Irish coach Riet Kuper, in Dublin over the weekend for the Irish Hockey Association's reception in honour of the senior squad's qualification for next year's World Cup finals, has expressed her belief that Ireland will survive Lithuania's appeal to the International Hockey Federation (FIH) against the decision to replay their penalty strokes "victory" at the qualifier.
"I am absolutely confident, in my opinion there is no way they can overturn what was decided at the tournament. How they will deal with Lithuania breaking the rules I don't know, but that is nothing to do with us," she said in reference to the Lithuanian's refusal to replay the strokes shoot-out.
"Remember, this has gone to a disciplinary committee, not a 'protest' committee, so because Lithuania were disqualified from the tournament it means there may be other consequences for them - that is normally what happens."
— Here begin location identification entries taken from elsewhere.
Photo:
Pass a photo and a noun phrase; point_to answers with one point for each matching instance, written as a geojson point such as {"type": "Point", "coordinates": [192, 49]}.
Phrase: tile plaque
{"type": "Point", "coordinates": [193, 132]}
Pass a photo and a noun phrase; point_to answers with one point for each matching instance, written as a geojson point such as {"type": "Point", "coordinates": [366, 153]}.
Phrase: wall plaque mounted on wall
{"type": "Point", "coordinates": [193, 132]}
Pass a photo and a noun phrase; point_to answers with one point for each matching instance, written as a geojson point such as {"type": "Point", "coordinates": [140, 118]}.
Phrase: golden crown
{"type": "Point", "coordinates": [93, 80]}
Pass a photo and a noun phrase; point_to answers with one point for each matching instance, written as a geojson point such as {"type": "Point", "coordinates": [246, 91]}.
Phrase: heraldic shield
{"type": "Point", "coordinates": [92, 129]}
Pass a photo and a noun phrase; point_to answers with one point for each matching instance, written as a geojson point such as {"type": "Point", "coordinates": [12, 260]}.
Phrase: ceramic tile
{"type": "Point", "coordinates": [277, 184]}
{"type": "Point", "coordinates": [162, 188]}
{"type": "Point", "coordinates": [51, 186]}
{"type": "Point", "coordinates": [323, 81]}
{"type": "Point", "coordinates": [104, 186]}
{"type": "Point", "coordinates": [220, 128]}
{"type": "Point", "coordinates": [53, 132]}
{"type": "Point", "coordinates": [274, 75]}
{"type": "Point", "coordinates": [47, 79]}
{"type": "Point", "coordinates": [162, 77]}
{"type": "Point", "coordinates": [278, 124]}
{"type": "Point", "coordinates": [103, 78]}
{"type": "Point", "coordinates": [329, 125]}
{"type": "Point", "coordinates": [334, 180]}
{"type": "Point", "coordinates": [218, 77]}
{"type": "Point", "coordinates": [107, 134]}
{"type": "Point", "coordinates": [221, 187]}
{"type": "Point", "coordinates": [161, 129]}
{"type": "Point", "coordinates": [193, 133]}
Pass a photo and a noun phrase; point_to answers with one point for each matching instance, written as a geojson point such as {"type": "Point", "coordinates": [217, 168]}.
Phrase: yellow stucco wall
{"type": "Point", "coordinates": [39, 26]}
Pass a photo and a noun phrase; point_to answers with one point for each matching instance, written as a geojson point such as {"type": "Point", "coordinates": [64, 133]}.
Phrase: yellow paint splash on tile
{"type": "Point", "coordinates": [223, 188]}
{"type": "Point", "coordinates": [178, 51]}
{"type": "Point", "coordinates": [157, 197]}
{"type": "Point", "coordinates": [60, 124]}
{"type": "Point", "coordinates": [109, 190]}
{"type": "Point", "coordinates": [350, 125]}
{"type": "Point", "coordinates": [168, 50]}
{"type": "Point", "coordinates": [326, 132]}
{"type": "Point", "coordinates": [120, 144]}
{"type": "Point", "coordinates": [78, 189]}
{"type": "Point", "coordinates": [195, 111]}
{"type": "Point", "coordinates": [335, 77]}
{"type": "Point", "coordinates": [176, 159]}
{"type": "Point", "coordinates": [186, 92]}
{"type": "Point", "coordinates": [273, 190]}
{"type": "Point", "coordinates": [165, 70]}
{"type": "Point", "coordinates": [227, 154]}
IHA President Joan McCloy also spoke of her confidence in Ireland retaining their World Cup place but several players and some officials privately admitted that they feared the outcome of the November 28th appeal, suspecting that the FIH would attempt to give Lithuania another chance at qualifying because of the outcry in some quarters over their treatment.
On the club scene it proved a difficult weekend for Leinster's top three teams, with Hermes beating Railway Union by just a single goal, Old Alexandra drawing 0-0 with Genesis and Loreto losing 1-0 to Pembroke Wanderers, thanks to a Sarah Clarke goal.
Linda Caulfield got Hermes' winning goal late in the first half, but Railway, for whom schoolgirls Beth Maguire, Kate Dillon and Emma Smyth rose to the occasion, battled courageously.